What’s more, China and Russia had outfitted Iran with their most advanced defense technology, hoping that their Iranian proxy would keep Uncle Sam indefinitely bogged down in the Middle East, and thus ill-equipped to fight on other fronts. But this technology has proved utterly useless against the US military, both in Iran and Venezuela, signaling to Beijing that its ambitions in the South China Sea could be much costlier than anticipated.
These are substantive gains, and perhaps the Trump administration — notwithstanding its inconsistent messaging — will judge them sufficient. But a more decisive victory involving regime change (or at least regime moderation) is conceivable. Were that to occur, America would have direct influence over one-seventh of China’s oil imports and the ability to impede its Belt and Road Initiative, giving us plenty of leverage to dissuade it from invading Taiwan.
It is conceivable — yet the public discourse fails to conceive of it. We fail to celebrate our military victories; we show no pride for our military capacities; and we barely honor the fighting spirit of the men and women who serve. When the war began, the Twelver Shia death cult that controls Iran had just murdered thousands of its own citizens for protesting the regime’s abuses — yet many among us identify America as the bad guy.

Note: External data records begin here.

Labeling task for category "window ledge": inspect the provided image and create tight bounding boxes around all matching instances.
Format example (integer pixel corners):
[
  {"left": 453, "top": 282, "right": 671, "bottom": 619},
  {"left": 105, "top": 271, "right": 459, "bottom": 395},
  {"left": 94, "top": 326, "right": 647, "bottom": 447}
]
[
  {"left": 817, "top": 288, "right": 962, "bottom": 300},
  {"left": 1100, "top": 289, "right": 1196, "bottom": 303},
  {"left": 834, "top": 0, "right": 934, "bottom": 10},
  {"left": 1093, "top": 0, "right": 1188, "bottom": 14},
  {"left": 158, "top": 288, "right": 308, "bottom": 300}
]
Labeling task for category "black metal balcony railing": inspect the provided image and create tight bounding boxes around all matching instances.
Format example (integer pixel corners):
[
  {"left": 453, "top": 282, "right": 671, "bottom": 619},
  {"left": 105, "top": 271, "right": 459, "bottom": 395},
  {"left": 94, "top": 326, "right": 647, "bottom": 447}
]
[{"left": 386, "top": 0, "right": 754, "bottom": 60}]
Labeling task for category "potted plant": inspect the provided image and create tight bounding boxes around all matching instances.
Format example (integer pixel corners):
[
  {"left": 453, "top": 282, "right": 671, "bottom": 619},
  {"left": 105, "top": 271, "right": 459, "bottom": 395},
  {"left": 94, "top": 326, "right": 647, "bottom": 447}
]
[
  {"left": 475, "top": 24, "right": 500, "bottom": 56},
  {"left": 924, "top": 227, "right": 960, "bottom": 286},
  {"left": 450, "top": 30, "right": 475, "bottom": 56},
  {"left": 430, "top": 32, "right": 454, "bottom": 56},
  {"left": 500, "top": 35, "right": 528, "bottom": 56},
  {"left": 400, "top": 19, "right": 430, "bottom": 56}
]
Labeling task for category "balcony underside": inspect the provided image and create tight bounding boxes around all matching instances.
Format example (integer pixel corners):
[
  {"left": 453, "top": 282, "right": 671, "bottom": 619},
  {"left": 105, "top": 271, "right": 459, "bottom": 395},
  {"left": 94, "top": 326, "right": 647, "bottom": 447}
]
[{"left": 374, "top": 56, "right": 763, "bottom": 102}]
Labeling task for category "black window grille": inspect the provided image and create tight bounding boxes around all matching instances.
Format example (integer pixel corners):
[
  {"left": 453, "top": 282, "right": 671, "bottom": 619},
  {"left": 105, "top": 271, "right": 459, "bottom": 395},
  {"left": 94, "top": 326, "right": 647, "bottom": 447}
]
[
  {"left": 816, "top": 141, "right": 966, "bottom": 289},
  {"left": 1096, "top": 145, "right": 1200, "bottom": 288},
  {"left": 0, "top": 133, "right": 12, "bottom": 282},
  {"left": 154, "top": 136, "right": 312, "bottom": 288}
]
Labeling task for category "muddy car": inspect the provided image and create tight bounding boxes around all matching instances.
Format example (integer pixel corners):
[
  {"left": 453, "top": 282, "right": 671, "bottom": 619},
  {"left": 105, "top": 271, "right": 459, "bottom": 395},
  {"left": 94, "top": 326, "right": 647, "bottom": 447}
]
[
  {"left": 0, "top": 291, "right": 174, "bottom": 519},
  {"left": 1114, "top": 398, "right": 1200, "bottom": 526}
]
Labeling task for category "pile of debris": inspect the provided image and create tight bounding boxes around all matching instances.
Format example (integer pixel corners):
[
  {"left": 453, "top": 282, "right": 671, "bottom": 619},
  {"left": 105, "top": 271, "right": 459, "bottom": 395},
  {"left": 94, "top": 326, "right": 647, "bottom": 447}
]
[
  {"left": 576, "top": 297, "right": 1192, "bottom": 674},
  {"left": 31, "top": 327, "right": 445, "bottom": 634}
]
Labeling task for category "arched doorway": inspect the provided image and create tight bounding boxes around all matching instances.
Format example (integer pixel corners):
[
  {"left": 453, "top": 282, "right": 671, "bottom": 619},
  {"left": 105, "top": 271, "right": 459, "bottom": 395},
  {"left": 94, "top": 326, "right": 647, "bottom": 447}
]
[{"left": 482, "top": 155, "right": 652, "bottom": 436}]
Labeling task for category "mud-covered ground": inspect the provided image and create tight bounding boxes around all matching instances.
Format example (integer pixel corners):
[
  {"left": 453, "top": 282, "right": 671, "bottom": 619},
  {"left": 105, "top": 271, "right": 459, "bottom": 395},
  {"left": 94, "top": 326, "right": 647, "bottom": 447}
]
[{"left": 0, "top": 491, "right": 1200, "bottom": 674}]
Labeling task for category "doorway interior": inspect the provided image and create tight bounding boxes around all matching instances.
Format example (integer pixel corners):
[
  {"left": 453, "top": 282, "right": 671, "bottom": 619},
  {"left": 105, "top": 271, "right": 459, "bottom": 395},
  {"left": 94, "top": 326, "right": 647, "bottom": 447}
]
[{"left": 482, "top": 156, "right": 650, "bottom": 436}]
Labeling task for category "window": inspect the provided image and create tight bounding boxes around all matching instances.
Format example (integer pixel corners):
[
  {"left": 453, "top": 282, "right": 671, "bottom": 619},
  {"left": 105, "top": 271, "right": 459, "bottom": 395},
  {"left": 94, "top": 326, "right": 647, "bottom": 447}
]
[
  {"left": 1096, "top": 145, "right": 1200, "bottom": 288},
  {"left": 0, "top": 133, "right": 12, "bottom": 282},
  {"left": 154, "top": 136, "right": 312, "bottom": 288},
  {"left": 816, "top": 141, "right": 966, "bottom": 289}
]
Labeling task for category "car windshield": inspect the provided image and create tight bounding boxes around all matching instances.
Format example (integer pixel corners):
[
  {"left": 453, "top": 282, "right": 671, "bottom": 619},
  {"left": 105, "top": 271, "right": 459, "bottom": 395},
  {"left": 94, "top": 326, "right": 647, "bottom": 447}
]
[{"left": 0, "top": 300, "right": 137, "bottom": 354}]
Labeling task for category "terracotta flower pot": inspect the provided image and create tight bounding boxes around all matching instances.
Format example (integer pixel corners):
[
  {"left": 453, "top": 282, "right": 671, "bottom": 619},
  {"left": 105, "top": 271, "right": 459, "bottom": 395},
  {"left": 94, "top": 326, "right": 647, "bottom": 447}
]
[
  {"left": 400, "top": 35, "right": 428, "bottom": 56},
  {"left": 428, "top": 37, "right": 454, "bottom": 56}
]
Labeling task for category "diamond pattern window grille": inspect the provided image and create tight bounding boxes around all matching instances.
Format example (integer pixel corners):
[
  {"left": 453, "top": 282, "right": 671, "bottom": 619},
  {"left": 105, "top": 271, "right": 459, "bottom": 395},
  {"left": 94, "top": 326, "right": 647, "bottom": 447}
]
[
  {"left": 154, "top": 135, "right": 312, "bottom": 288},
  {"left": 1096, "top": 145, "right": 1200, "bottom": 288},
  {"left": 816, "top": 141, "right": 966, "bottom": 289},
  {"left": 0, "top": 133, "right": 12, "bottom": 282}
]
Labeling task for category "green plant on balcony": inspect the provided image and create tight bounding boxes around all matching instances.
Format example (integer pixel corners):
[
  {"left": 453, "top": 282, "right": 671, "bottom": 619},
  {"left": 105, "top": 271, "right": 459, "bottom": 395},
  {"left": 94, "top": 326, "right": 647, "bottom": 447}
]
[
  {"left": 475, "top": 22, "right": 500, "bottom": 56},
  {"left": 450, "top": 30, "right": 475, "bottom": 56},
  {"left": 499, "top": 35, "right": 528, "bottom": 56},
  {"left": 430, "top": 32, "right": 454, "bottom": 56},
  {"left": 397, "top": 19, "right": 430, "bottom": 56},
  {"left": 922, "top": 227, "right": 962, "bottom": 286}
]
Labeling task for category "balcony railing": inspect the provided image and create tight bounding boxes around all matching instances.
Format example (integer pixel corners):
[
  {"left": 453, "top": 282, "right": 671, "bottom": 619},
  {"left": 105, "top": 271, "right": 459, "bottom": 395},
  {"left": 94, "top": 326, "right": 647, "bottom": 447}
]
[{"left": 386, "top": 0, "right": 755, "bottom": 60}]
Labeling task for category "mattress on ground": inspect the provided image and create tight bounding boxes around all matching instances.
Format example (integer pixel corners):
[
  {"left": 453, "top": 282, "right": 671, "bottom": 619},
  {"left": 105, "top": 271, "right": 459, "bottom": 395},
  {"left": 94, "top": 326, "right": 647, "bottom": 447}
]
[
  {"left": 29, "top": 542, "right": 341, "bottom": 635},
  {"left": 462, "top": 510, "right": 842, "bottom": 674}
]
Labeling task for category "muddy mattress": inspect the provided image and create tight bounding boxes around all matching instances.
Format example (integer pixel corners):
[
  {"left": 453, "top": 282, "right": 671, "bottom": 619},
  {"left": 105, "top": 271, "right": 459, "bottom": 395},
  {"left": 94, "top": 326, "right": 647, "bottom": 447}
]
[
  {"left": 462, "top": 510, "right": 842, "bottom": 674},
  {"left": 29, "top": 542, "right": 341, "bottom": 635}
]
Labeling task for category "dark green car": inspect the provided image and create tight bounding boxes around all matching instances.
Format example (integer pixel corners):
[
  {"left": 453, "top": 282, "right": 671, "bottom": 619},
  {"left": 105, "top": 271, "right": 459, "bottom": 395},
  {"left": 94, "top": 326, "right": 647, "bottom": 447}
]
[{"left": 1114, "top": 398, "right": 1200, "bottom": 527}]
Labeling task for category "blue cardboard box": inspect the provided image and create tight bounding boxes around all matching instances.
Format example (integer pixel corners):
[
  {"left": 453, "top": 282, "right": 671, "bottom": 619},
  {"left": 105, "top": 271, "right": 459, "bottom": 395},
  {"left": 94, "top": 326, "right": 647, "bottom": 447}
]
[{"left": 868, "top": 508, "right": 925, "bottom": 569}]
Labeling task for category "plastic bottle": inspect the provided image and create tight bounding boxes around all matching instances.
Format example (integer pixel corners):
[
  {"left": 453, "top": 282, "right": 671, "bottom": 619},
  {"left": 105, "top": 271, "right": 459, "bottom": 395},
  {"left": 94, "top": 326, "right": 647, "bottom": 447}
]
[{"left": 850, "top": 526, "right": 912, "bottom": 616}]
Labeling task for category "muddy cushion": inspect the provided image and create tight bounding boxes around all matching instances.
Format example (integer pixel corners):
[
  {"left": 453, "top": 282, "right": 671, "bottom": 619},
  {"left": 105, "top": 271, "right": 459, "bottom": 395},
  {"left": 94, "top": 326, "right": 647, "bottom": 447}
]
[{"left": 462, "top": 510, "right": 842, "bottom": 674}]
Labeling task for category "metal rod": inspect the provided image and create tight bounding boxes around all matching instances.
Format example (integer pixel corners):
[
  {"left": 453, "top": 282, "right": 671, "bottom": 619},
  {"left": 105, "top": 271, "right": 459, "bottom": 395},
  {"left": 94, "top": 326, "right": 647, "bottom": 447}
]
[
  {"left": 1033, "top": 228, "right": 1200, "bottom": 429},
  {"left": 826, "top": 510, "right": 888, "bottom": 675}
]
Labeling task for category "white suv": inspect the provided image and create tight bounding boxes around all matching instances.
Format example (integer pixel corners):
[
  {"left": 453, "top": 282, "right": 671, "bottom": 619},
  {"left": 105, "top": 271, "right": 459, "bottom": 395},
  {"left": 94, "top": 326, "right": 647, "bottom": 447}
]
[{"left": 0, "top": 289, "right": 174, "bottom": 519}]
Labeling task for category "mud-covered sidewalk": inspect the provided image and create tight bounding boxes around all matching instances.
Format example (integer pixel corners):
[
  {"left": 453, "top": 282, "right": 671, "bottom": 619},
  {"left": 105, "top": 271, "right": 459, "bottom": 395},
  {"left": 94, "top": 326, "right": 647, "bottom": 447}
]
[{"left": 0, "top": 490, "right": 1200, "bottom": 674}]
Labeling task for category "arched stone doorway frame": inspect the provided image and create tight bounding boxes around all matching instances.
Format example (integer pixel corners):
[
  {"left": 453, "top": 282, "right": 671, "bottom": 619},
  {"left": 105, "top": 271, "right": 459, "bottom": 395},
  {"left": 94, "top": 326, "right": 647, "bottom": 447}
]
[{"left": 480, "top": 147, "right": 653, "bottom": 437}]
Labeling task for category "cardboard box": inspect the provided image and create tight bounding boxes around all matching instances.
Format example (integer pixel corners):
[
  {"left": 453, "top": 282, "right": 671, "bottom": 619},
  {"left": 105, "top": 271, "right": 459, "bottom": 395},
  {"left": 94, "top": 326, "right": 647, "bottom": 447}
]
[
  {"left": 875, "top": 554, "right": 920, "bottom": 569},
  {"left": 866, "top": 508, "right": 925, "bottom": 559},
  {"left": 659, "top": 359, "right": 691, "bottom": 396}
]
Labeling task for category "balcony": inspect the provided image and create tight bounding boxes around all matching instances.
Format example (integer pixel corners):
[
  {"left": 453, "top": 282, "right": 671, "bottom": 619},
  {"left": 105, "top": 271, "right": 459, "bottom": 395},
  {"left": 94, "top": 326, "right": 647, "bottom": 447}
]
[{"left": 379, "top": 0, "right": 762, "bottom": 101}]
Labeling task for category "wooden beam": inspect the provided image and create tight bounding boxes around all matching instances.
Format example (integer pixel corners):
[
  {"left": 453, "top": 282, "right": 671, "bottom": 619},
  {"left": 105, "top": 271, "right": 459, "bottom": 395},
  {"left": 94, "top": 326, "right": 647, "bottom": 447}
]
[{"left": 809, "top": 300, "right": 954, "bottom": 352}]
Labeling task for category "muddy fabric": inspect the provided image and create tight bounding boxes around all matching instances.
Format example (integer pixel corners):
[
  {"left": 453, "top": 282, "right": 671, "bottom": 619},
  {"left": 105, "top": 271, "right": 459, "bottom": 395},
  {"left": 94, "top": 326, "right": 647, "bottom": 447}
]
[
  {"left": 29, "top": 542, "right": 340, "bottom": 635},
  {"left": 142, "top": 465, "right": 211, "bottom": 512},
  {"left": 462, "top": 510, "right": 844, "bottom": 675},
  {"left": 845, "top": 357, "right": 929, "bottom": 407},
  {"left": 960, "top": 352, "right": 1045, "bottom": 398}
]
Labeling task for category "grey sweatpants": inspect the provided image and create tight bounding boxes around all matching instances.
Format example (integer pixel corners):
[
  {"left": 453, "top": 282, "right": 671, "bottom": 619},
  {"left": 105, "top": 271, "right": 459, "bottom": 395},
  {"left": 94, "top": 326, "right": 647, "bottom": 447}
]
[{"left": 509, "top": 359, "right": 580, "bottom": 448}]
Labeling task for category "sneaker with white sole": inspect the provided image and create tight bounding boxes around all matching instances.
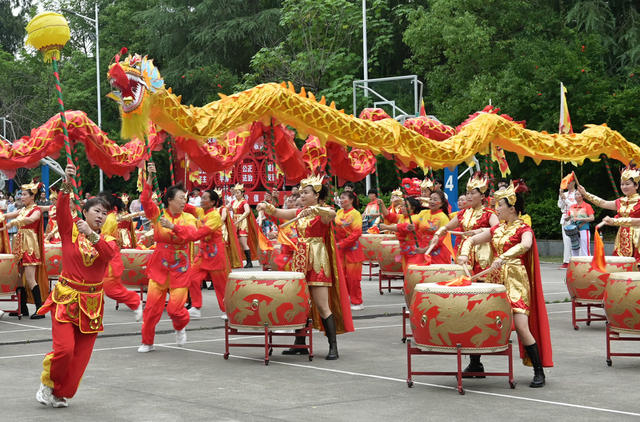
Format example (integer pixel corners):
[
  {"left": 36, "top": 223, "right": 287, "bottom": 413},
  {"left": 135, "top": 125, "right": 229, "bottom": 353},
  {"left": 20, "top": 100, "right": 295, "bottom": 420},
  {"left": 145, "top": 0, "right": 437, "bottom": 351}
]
[
  {"left": 189, "top": 306, "right": 202, "bottom": 319},
  {"left": 138, "top": 343, "right": 156, "bottom": 353},
  {"left": 176, "top": 328, "right": 187, "bottom": 346},
  {"left": 133, "top": 303, "right": 142, "bottom": 322},
  {"left": 36, "top": 383, "right": 53, "bottom": 406},
  {"left": 51, "top": 394, "right": 69, "bottom": 408}
]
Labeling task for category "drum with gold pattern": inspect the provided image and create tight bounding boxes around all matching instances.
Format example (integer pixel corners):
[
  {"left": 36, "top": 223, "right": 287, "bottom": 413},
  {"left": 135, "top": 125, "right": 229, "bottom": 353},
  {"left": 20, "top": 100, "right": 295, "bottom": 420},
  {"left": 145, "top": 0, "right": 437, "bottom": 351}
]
[
  {"left": 0, "top": 253, "right": 22, "bottom": 293},
  {"left": 565, "top": 256, "right": 636, "bottom": 303},
  {"left": 603, "top": 272, "right": 640, "bottom": 334},
  {"left": 44, "top": 243, "right": 62, "bottom": 278},
  {"left": 409, "top": 283, "right": 513, "bottom": 353},
  {"left": 120, "top": 249, "right": 153, "bottom": 287},
  {"left": 224, "top": 271, "right": 310, "bottom": 330},
  {"left": 404, "top": 264, "right": 464, "bottom": 305},
  {"left": 360, "top": 233, "right": 396, "bottom": 261},
  {"left": 376, "top": 240, "right": 402, "bottom": 273}
]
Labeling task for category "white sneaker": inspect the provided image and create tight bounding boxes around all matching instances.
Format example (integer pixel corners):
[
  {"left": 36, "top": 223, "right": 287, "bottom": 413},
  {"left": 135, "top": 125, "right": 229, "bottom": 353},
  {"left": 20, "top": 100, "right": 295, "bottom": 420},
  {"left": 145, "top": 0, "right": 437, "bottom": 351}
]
[
  {"left": 51, "top": 394, "right": 69, "bottom": 408},
  {"left": 189, "top": 306, "right": 202, "bottom": 319},
  {"left": 133, "top": 303, "right": 142, "bottom": 322},
  {"left": 176, "top": 327, "right": 187, "bottom": 346},
  {"left": 36, "top": 383, "right": 53, "bottom": 406},
  {"left": 138, "top": 343, "right": 156, "bottom": 353}
]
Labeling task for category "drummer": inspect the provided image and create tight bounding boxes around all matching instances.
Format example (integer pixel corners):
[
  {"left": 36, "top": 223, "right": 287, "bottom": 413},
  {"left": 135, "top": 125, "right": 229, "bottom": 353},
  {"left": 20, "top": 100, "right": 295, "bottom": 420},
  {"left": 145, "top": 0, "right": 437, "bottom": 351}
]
[
  {"left": 258, "top": 176, "right": 354, "bottom": 360},
  {"left": 458, "top": 184, "right": 553, "bottom": 388}
]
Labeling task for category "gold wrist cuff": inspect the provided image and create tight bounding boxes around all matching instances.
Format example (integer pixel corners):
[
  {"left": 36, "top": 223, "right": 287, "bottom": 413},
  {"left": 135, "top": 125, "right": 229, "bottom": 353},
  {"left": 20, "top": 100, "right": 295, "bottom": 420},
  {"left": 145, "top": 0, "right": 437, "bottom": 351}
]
[
  {"left": 583, "top": 192, "right": 606, "bottom": 207},
  {"left": 60, "top": 182, "right": 73, "bottom": 195}
]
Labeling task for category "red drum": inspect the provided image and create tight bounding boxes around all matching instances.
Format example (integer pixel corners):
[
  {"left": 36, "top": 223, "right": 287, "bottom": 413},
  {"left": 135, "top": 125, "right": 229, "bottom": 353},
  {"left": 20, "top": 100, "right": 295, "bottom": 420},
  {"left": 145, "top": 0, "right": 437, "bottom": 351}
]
[
  {"left": 224, "top": 271, "right": 310, "bottom": 330},
  {"left": 360, "top": 233, "right": 396, "bottom": 261},
  {"left": 0, "top": 253, "right": 22, "bottom": 293},
  {"left": 603, "top": 272, "right": 640, "bottom": 334},
  {"left": 565, "top": 256, "right": 636, "bottom": 304},
  {"left": 404, "top": 264, "right": 464, "bottom": 305},
  {"left": 120, "top": 249, "right": 153, "bottom": 287},
  {"left": 409, "top": 283, "right": 513, "bottom": 353},
  {"left": 376, "top": 240, "right": 402, "bottom": 273},
  {"left": 44, "top": 243, "right": 62, "bottom": 278}
]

My feelings are the opposite: while I mourn the loss of innocent lives and remain wary of the war becoming protracted — especially as President Trump weighs the possibility of sending in ground troops to secure Iran’s uranium — I am also optimistic. After nearly five decades of indulging the Iranian regime’s mayhem, we have dealt it a measure of justice, and thwarted its apocalyptic aspirations. And the geopolitical scales are rebalancing in a way that may yet produce justice on an even grander scale.
A nation’s character is judged by whether it is willing to sacrifice for what it deems to be a greater good, and whether it can take pride in its own strength and do the work necessary to maintain it. There is nothing virtuous about a weak man who chooses not to fight. His choice hardly counts as one. But a strong man trained in combat who chooses peace has exercised judgment of real moral weight. These are the qualities that I hope we rediscover, and learn to nurture in the coming months. While it may be hard to see today, amid the hysteria of its opponents, Trump’s Iran war may just bring about such a transformation.